Dear Smiley: Your stories about “tastes of home” always bring back a very fond memory.
Years ago my wife did all the grocery shopping, usually from a list that she would compile during the week.
One cold winter, as she was leaving to shop for groceries for a gumbo, I was looking over her list to make sure she had not missed any items she needed.
All items were there, including this one: “1 lb. of Aunt Dewie” (her spelling for andouille.)
No, I could not spell it either at that time.
That was 31 years ago, and I still get a smile when I hear the word “andouille.”
Dear Smiley: Vivian Cupples’ recollection of crimes against the milkman reminded me of my sordid history of milk crime.
At a time when Coke bottles had a 2-cent return for deposit value in Pineville, milk bottles fetched a whopping 5-cent return for deposit.
I noticed that people would carelessly toss milk bottles out on their steps, obviously with the intention of discarding them.
I helped these careless people by collecting the bottles from the steps and returning them to the store.
This enterprise lasted about the same length of time as Vivian’s criminals’ escapade.
However, I was able to spend my ill-gotten gains before I was apprehended.
Dear Smiley: Your mention of “Hadacol Boogie” brought back some pleasant memories.
When I was about 12 years old, all of the neighbors would get together and sit outside in the late afternoon and evening.
No one had a TV, so this was their way of relaxing and entertaining themselves.
I would recite poetry for them and perform skits.
When my girlfriend Joyce came over, we would regale them with song and dance.
“Hadacol Boogie” was one of their favorites.
I wouldn’t want to give up my modern conveniences, but there is something to be said about those simpler days.
We’ll never see them again, so I’m glad I have those memories.
Where mules rule
Dear Smiley: Larry Sylvester asked about renditions of the song “Mule Train.”
If he will come to Columbia the first week of April, he can see and hear all the “mule” renderings he wants during the yearly Mule Day Festival.
There will be parades, contests, beauty pageants and mule auctions.
He can Google “Mule Day 2013” for more information.
KIM ‘POPS’ SEAGO
Dear Smiley: One more “beast” story:
When we lived in Jayess, Miss., we had a close neighbor who was a cattleman.
He would go to the auctions and buy truckloads of cows and calves.
Every now and then something a little “extra” would be thrown in, like a mule or horse.
On this one particular trip, he was the proud owner of a water buffalo calf.
He came by the house to ask me if I wanted it. I gladly took it and put it out in the pasture with my horses.

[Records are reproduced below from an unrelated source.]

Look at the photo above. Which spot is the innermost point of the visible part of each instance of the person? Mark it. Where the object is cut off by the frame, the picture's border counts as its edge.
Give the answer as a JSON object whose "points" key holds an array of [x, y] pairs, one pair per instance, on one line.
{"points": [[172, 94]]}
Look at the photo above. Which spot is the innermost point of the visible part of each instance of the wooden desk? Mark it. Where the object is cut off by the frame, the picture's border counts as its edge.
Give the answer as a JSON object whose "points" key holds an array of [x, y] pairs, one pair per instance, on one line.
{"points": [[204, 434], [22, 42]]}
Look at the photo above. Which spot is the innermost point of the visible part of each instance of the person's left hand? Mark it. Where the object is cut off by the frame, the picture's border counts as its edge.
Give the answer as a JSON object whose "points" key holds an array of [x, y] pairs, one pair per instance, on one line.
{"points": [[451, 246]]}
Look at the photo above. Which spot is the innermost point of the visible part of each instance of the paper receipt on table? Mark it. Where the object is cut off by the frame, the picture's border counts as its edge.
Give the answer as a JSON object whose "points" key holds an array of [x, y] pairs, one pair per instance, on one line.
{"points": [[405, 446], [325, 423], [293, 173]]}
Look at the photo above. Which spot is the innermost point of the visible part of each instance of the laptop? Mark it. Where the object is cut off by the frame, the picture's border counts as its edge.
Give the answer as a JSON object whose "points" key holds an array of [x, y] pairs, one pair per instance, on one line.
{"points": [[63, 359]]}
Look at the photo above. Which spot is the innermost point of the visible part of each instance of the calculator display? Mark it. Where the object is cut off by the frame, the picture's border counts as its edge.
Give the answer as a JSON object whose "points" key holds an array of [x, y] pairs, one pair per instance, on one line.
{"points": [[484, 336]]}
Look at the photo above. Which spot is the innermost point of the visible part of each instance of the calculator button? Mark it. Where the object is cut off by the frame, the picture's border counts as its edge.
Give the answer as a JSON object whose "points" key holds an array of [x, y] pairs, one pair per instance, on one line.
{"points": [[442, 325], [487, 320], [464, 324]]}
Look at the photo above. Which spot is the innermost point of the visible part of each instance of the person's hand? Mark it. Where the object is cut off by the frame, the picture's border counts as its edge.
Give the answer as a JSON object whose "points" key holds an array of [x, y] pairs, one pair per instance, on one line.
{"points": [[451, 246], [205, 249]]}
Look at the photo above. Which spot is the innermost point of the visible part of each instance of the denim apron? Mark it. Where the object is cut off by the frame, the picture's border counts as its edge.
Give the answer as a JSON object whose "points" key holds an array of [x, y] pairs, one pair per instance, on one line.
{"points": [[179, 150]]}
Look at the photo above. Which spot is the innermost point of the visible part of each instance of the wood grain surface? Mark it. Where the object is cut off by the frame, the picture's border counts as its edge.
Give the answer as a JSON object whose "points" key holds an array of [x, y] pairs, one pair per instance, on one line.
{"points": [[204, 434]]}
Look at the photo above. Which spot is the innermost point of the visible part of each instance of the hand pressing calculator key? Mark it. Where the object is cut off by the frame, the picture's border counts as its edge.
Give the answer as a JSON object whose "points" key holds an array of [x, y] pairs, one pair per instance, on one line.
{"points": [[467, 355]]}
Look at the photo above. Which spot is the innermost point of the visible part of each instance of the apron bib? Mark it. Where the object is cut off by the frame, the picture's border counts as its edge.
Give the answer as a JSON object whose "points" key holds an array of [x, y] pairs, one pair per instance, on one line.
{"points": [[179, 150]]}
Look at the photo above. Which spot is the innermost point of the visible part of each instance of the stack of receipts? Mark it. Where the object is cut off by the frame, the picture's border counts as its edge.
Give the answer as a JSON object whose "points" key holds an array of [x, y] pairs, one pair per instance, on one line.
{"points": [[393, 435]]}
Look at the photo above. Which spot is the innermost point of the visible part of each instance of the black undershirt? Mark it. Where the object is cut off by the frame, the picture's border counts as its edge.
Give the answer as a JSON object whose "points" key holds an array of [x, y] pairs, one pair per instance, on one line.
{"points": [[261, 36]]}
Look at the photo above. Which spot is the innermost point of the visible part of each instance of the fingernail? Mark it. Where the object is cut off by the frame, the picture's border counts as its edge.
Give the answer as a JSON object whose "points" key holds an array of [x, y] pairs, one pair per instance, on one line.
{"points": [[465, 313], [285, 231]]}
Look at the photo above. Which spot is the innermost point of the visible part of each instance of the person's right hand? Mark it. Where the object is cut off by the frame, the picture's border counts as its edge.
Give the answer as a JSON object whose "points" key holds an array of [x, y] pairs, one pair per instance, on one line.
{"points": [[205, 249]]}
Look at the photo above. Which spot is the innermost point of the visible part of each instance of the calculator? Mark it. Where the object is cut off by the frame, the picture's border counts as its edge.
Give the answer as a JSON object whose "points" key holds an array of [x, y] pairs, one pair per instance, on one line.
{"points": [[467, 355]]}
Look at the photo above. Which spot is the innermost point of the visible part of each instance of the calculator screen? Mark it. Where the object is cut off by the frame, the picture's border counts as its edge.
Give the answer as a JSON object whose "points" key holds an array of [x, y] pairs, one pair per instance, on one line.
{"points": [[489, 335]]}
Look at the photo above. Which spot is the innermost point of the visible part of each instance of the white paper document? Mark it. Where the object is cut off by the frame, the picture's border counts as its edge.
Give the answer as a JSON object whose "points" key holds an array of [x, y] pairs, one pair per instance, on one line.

The calf didn’t moo like a cow. He sounded more like a duck, so I named him Donald.
In the pasture was a large pond, and in the hot summer Donald would go in the water to cool off. All you could see was his nose sticking up out of the water.
More than once a passer-by would come speeding up the driveway, knock on the door and say, “Do you know you have a cow that’s drowning?”
We’d laugh and say, “No, it’s only Donald!”
Dear Smiley: My grandfather Hogg started selling meat from a wagon more than 100 years ago, with Grandma and a hired girl doing the preparation of the cuts.
He went from that to a meat market, also selling wild game such as deer, geese and bear.
I have pictures of the store with the game hanging in front.
When telephones came, people would call in their order and it would be delivered to them by truck. I wish we had that today.
T. MED HOGG
A shopper’s lament
Dear Smiley: Charmian Kendrick is happy that her favorite British tea blend is available in Baton Rouge.
Tell her to stock up!
It has been my experience that the minute a store observes you buying something you really like, they discontinue it.
That special fool
Dear Smiley: In reference to the article about the pressure cooker being foolproof:
Many things are foolproof, but not “damn fool” proof.